進むよ大森林
南の指定自然大森林は広さで言えば、富士の樹海ぐらいらしいがイメージの割にそこまで広くは無く、山の手線の内側面積と同程度の大森林である。
システムには羅針盤が備わっているため迷子になる心配は無く、王都から徒歩30分で行ける好立地ダンジョンだ。
「ここが大森林の入口のようですね。」
ラブがジト目で看板を見ながら呟く。
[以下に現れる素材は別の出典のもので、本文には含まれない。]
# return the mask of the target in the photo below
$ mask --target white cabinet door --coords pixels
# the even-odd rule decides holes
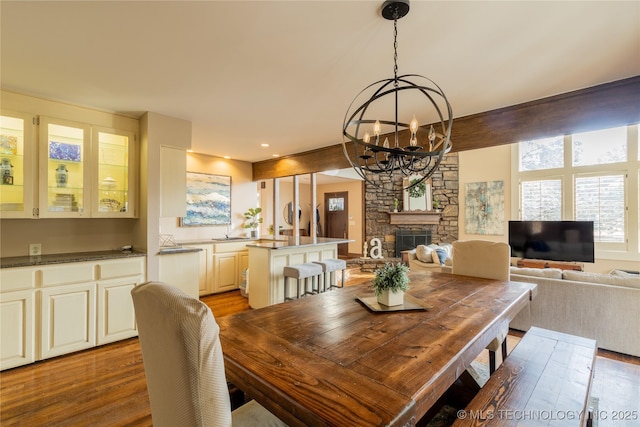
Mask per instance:
[[[36,138],[34,115],[3,110],[0,217],[32,218],[35,194]]]
[[[0,369],[35,360],[35,291],[0,294]]]
[[[160,147],[160,216],[187,216],[187,152]]]
[[[40,358],[96,345],[95,282],[44,288],[40,292]]]
[[[138,335],[131,290],[142,280],[140,276],[98,282],[98,345]]]
[[[198,298],[199,252],[171,253],[158,257],[159,279]]]
[[[236,252],[213,256],[213,291],[225,292],[238,289],[238,254]]]
[[[202,249],[198,252],[198,294],[209,295],[213,293],[213,244],[189,245],[191,248]]]

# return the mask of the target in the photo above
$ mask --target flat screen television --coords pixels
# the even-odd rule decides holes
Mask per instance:
[[[511,256],[594,262],[593,221],[509,221]]]

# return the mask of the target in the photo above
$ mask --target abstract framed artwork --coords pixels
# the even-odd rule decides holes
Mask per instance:
[[[231,177],[187,172],[187,216],[181,227],[231,224]]]
[[[465,184],[467,234],[504,235],[504,181]]]

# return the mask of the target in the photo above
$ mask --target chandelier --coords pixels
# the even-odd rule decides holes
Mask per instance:
[[[400,173],[410,178],[404,189],[419,185],[433,175],[452,146],[453,114],[442,89],[418,74],[398,75],[398,19],[407,13],[408,0],[383,3],[382,16],[393,20],[393,78],[364,88],[349,105],[342,127],[345,157],[358,175],[376,187],[382,184],[371,180],[370,174],[391,178]],[[404,110],[400,110],[401,100],[409,105]],[[415,110],[407,120],[411,108]],[[416,114],[427,125],[420,126]]]

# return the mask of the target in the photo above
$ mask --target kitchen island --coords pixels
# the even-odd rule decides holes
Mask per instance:
[[[262,308],[284,302],[284,267],[338,258],[338,244],[349,241],[327,237],[291,237],[249,243],[249,305]]]

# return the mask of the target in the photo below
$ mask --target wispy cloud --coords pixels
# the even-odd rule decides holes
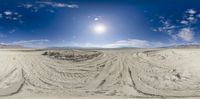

字は読めないけど、何となく緊張感のないような・・・キラキラ星が描かれててファンシーである。
ここに来るまで一応戦闘があり、定番の動く液体粘着物体やら猪と牛を足して割ったような動物を討伐したが、VRMMO経験者の俺らには障害にもならずレベルも言われた通り5になっていた。
MoSは描写表現設定を持っており、五段階で生々しい血も噴き出すリアルな設定も出来るが、設定を下げるとモンスターも可愛いデザインになるらしい。
俺たちは通常設定の三で固定しており、血液の表現は無くモンスター討伐時も採集アイテムだけが残る。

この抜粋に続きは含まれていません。